As críticas também são feitas ao Ocidente. Desde a “condescendência” com que diz que o mundo olha para o “Reino Eremita” até à “apatia” que deteta nos seus conterrâneos face à Coreia do Norte, Sung-Yoon Lee apresenta uma série de estratégias para o mundo lidar com um regime que tem armamento nuclear e está isolado do resto do mundo, registando, contudo, uma aproximação crescente à Rússia de Vladimir Putin. “A Coreia do Norte precisa da tecnologia russa em termos de satélites, de submarinos nucleares, de mísseis intercontinentais; a Rússia precisa da Coreia do Norte para munições, balas, projéteis de artilharia”, resume.
O futuro, diz, deve passar por não se subestimar Kim Jong-un e o seu regime (“Ele é o líder da Coreia do Norte, é claro que está bem informado, é claro que é inteligente”) e tentar, cada vez mais, levar informação aos próprios norte-coreanos. “Os norte-coreanos são o povo mais afastado da informação em todo o mundo. [A informação] é um direito humano fundamental, mas eles nem sequer sabem quão oprimidos são. E esta é a mensagem que acho que deve ser transmitida e disseminada.”
O sistema de poder na Coreia do Norte não é típico de um país de inspiração comunista porque, até hoje, tivemos três líderes todos da mesma família. Acha que podemos falar de uma espécie de monarquia?
Creio que a analogia mais próxima para o modelo da Coreia do Norte é mesmo a de uma monarquia medieval, de estilo absolutista. A Coreia do Norte afirma ser uma república comunista igualitária — o nome do país é República Popular Democrática da Coreia. Mas, como disse, ao longo dos últimos 75 anos foi governada por três líderes, com uma sucessão hereditária de pai para filho — algo a que assistimos não uma, mas duas vezes. Portanto, a Coreia do Norte certamente não é democrática, é uma tirania despótica. E, para além disso, não é uma república, é uma dinastia. Há muitas outras contradições e aspetos estranhos no Estado e na sociedade da Coreia do Norte. Por exemplo, de acordo com as Nações Unidas, é a ditadura mais cruel do mundo. Há dez anos, em fevereiro de 2014, foi publicado o relatório sobre direitos humanos da Comissão de Inquérito da ONU na Coreia do Norte, que tem 373 páginas…
E que inclui provas.
Sim, está muito bem documentado e tem provas para alegar que a gravidade, a natureza e a escala dos crimes contra a Humanidade na Coreia do Norte mostram um Estado sem paralelo no mundo contemporâneo.
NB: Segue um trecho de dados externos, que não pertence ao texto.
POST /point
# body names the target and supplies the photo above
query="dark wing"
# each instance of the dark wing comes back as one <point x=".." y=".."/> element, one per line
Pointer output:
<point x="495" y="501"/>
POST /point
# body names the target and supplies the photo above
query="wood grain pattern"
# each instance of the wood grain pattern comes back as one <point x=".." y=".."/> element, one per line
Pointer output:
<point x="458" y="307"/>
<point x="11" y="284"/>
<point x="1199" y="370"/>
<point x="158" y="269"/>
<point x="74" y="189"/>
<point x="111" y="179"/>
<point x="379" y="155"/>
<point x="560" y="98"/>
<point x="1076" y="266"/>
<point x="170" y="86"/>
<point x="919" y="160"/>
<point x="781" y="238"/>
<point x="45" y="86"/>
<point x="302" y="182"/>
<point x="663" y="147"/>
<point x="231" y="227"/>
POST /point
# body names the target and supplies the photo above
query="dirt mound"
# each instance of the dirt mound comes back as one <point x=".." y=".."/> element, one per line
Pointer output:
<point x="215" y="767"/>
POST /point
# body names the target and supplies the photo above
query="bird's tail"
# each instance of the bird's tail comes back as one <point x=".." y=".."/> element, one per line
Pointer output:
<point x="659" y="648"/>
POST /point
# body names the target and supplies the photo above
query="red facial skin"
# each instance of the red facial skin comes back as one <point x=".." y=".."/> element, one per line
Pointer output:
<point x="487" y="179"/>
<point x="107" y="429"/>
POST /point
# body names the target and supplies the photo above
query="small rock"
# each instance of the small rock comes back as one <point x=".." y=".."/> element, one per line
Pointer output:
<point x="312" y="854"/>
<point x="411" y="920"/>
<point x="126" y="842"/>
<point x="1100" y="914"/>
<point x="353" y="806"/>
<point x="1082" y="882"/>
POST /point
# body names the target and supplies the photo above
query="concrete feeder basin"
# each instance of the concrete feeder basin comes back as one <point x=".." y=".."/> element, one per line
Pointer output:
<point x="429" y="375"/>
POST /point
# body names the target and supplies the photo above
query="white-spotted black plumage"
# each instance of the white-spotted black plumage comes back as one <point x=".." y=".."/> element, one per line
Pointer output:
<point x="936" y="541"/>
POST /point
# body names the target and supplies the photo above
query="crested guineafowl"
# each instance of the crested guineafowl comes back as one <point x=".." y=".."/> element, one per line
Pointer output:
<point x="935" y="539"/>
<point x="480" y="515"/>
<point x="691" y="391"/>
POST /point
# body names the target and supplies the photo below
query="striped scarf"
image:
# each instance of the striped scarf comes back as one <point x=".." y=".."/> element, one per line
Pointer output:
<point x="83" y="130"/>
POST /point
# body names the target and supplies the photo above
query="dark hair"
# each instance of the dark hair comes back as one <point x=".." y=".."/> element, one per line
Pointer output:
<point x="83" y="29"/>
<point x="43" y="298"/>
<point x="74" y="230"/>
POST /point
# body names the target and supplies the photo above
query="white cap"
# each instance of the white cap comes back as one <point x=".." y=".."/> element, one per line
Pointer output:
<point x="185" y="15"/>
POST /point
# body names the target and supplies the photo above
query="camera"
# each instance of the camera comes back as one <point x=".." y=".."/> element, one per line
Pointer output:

Em termos absolutos, têm o quarto maior Exército do mundo — o que é impressionante numa população de 25 milhões, este não é um país muito populoso como a China, a Rússia ou a Índia. Isto significa que um quinto ou um sexto da população de homens saudáveis entre os 16 e os 50 anos estão no Exército, e normalmente servem por dez anos. É um país hiper-militarizado, que dá importância ao poder militar e a manter o poder supremo na família real. Queria ainda acrescentar uma coisa: a insegurança alimentar e a fome. É algo único. Este é um recorde mundial vergonhoso e ignóbil que provavelmente nunca vai ser quebrado: a Coreia do Norte é o único país industrializado, urbanizado, letrado (não há iliteracia adulta, toda a gente consegue escrever o seu nome) que passou por uma fome. Sem uma guerra, uma insurreição ou uma rebelião, houve um período de fome. Ao longo dos últimos 30 anos, segundo a ONU, a Coreia do Norte tem estado no top cinco de países com maior insegurança alimentar do mundo. E é uma fome artificial, que poderia ser resolvida se o líder escolhesse gastar uma porção da sua vasta fortuna para comprar comida, importar cereais e distribuí-los equitativamente. Assim, nenhum norte-coreano iria para a cama com fome. Mas eles escolhem não o fazer. É um sistema único, de várias formas tirânico.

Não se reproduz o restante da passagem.